Besonders herauszuheben ist wieder einmal der reiche Fundus an genialen Riffs. Mal wieder hat Jon Oliva hier übrigens in alten Schatztruhen gekramt - große Teile des Openers "Lies" stammen zum Beispiel noch aus der Feder von Bruder Criss und sind Überbleibsel eines Songs, der unter dem Namen "Beyond Broadway" einst auf "Streets" landen sollte. Unglaublich, dass Jon Oliva mit alten und neuen Ideen immer noch ein unverzichtbares Album nach dem anderen zusammenschustert. In dieser Originalität, die auch "Festival" auszeichnet, gelingt es nach wie vor keinem anderen, den Metal 'Marke Savatage' am Leben zu halten und weiterzuentwickeln.
Nein, niemand garantiert solch einen schrägen Überraschungsfaktor wie Meister Jon (rotziger Rock'n'Roll-Part in "Lies", Jazz-Einschübe in "Afterglow" und, und, und ...) - auch sein neuester musikalischer Psycho-Frisbee ist eine Wundertüte mit Grenz- und Tiefgang. Dabei wandelt "Festival" auf einem schmalen Grat zwischen erhöhtem Prog-Faktor und zahlreichen Parts, die für mein Empfinden mehr als je zuvor auch die Luft von Classic Rock und Ur-Metal atmen. Steckt da nicht ein wenig Black Sabbath in "Afterglow", The Who in "Festival", Crosby, Stills, Nash & Young im entspannten aber keineswegs langweiligen Akustik-Stückchen "Looking For Nothing"? Man mag mir nun verrückte Traumtänzerei vorhalten. Aber das tue ich bei Jon Oliva auch - und es ist nicht negativ gemeint.

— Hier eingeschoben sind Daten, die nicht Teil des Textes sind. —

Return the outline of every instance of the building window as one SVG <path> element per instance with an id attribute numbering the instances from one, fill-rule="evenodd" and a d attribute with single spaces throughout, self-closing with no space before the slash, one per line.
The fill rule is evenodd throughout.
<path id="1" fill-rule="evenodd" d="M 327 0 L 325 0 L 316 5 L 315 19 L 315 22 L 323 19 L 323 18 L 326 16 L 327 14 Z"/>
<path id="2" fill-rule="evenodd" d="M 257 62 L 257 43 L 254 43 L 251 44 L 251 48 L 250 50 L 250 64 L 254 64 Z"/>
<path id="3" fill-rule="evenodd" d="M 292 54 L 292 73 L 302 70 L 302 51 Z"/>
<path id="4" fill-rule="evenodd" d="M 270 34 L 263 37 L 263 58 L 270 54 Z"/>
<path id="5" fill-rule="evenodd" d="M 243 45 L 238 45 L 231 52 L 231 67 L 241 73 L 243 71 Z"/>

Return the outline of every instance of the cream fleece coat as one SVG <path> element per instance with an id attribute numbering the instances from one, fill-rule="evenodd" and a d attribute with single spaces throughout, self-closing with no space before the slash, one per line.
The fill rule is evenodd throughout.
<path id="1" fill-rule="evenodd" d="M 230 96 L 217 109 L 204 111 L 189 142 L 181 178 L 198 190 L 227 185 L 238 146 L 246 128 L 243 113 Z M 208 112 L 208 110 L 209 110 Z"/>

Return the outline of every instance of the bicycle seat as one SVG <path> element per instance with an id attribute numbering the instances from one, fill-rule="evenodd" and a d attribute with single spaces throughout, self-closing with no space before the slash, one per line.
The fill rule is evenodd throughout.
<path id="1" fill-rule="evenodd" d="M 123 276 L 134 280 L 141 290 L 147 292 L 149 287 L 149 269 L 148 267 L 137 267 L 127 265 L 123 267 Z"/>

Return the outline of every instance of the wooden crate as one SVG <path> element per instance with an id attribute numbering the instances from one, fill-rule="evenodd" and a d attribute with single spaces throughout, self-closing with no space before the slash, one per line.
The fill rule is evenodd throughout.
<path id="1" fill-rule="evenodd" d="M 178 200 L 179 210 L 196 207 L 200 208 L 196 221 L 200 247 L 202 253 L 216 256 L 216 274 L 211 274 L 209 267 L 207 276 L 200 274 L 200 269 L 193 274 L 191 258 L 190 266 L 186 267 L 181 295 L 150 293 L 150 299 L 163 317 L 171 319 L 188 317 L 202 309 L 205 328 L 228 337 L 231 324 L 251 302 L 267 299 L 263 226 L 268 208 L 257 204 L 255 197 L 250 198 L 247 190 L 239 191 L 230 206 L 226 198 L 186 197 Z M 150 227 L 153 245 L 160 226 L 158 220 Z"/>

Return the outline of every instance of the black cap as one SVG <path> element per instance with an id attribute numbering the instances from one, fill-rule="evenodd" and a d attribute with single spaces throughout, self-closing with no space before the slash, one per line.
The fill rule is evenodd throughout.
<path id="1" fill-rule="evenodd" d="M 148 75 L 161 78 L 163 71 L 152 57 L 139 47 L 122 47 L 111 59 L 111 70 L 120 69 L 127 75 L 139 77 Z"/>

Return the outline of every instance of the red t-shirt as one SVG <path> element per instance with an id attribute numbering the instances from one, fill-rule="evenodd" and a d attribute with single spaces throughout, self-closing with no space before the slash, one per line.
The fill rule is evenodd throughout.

Markenzeichen de luxe ist natürlich - wie könnte es anders sein - sein Gesang. Oder sagen wir, seine Gesangs-ähnlichen Vokal-Anomalien, die kein Mensch auf der Welt kopieren kann. Zugegeben, er war auch schon mal einen Tick besser bei Stimme - trotzdem klingt der 'Mountain King', der inzwischen schon eher die Ausmaße des Marshmallow-Manns aus Ghostbusters angenommen hat, immer noch so, wie er klingen muss: wie ein sehr, sehr böser Onkel kurz vor der Einlieferung ins Sanatorium. Die Auslieferung von "Festival" - insgesamt nicht ganz so überirdisch wie
Maniacal Renderings, aber knapp dahinter - kann der Klapsen-Doc glücklicherweise nicht mehr verhindern.
Line-up:
Jon Oliva (keyboard, vocals)
Matt Laporte (guitar)
Christopher Kinder (drums)
Kevin Rothney (bass)
John Zahner (keyboard)
Tom McDyne (guitar)
Tracklist
01:Lies (6:18)
02:Death Rides A Black Horse (5:28)
03:Festival (4:22)
04:Afterglow (6:50)
05:Living On The Edge (5:10)
06:Looking For Nothing (2:42)
07:The Evil Within (4:36)
08:Winter Haven (7:38)
09:I Fear You (5:11)
10:Now (3:51)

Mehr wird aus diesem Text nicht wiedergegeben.